Abstract 10045: A Novel Approach to Define Type 4a Myocardial Infarction in Acute Coronary Syndrome Patients Undergoing Early Invasive Management: Insights From the CHAMPION PLATFORM Trial
Background: Early PCI in pts with nSTE-ACS challenges the diagnosis of PCI-related MI. In CHAMPION PLATFORM, PCI was performed a median of 7.9 hours after admission, which may have hindered sensitivity in detecting efficacy of cangrelor. The Universal definition of MI defines PCI-MI (type 4a MI) at >3x upper limit of normal (ULN) only if biomarkers are stable/falling pre-PCI and also recommends reporting biomarker elevations as 5x and 10xULN.

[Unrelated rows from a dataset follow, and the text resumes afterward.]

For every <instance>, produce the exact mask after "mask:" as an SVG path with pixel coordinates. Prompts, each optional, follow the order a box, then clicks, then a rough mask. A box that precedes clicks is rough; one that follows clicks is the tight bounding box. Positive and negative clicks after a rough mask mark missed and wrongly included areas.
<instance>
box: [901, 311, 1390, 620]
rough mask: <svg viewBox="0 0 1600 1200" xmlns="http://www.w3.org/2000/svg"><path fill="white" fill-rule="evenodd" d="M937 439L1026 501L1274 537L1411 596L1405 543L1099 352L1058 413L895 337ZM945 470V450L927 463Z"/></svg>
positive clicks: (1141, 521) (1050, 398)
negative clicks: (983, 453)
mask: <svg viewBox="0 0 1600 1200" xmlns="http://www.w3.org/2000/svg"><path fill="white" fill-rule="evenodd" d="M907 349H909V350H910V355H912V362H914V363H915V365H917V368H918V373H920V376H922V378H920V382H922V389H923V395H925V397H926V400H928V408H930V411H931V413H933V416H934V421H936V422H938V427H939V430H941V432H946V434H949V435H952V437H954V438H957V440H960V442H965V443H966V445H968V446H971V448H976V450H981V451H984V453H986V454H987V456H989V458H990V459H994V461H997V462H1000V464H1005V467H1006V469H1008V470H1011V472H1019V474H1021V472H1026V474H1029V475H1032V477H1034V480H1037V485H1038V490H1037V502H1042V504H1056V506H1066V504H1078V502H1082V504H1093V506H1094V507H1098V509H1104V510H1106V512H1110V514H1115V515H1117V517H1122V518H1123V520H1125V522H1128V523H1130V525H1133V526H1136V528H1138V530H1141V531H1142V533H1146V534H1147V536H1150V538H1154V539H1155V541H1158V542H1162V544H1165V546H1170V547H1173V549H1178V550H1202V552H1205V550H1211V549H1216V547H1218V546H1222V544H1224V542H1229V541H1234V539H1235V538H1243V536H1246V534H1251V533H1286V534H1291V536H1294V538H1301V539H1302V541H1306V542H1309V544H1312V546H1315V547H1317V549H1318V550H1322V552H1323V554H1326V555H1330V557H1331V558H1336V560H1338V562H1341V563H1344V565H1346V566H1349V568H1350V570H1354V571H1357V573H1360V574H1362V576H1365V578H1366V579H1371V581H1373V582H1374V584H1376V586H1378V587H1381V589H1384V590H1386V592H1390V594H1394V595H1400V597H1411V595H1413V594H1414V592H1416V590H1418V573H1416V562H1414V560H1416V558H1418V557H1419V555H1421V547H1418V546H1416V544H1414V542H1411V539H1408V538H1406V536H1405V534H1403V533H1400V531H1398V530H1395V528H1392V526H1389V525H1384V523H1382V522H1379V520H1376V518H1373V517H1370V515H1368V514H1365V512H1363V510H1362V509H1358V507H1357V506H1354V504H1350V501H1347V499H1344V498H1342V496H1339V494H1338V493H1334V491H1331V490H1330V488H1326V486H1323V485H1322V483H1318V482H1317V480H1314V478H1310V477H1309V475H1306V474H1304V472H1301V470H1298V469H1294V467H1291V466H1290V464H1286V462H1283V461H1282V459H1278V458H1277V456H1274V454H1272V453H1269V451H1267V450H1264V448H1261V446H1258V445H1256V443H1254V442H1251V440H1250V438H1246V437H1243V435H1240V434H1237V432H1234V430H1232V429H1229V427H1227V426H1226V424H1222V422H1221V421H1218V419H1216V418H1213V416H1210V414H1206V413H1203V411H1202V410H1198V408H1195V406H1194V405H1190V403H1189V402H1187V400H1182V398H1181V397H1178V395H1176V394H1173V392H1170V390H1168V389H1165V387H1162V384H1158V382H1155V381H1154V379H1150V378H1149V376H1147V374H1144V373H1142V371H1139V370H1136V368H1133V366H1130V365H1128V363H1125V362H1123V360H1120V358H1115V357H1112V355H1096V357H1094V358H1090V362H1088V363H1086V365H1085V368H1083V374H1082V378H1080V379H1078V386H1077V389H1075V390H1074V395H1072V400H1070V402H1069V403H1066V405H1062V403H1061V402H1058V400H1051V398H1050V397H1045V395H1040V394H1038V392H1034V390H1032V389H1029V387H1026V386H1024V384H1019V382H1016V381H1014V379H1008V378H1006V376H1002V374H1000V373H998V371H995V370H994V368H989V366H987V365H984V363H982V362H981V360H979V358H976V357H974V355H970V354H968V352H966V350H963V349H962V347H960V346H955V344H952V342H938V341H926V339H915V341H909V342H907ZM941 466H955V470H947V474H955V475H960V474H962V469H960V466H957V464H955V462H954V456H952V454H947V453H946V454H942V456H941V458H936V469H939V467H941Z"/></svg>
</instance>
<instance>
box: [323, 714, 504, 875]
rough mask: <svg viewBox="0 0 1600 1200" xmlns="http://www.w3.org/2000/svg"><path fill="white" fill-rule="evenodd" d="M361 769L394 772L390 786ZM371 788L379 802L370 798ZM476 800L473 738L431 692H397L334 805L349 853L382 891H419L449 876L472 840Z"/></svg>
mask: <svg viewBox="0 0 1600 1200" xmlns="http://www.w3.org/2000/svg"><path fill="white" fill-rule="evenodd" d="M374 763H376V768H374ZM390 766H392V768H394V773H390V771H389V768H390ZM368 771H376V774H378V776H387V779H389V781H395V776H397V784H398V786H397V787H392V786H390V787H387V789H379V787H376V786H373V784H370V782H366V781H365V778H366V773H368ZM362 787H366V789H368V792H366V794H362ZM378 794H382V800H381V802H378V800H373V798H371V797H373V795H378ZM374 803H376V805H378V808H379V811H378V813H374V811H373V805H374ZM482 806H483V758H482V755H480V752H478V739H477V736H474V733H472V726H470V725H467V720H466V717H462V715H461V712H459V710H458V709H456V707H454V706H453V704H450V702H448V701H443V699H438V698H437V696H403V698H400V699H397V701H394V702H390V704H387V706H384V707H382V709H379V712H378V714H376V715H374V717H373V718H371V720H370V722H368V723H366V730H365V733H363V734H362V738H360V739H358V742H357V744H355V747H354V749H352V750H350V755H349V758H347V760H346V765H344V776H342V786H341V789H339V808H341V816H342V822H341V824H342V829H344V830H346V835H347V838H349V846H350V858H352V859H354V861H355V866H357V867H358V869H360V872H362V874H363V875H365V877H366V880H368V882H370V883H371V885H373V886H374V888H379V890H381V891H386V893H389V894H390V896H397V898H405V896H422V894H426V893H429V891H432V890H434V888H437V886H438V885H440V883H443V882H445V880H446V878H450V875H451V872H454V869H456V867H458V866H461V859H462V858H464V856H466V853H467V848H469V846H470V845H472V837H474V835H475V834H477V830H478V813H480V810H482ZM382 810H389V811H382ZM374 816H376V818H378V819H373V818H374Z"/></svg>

Methods: Using a method based on CK-MB trend evaluation to identify type 4a MI, we re-classified PCI-MI in PLATFORM to reflect Universal MI definition. We also re-assessed randomized treatment effect using re-classified MI and compared with the original clinical events committee (CEC) adjudication results, which was based on timing of symptoms, procedures, and MB data but did not strictly require stable or falling CK-MB pre-PCI. Plots of CKMB values in relationship to time of randomization and PCI were created for all pts. Two blinded physicians independently reviewed every plot. Type 4a MIs were identified only in pts with normal or stable/falling biomarkers (primary cohort) and compared with original CEC adjudicated endpoints.
Results: Among 5,295 pts in the modified intention to treat population, plots review identified 3,410 (64.4%) pts in the primary cohort. In the remainder, CKMB were ascending prior to PCI and type 4a MI could not be assessed. The rate of type 4a MI was 4.3% (CKMB >3xULN) (227 events) while the original CEC PCI-MI rate was 6.5% (344 events). Randomized treatment effects on PCI-MI and on the composite primary endpoint are shown (Figure).
Conclusions: Using the Universal MI Definition, Type 4a MI was less common than the original, CEC-defined PCI-MI, as over 1/3 of pts had ascending pre-PCI CKMB values. The Universal MI definition may enhance specificity for the diagnosis of PCI-MI and suggests more favorable treatment effect for cangrelor. This hypothesis is being tested in PHOENIX, a large, ongoing phase III trial
- © 2011 by American Heart Association, Inc.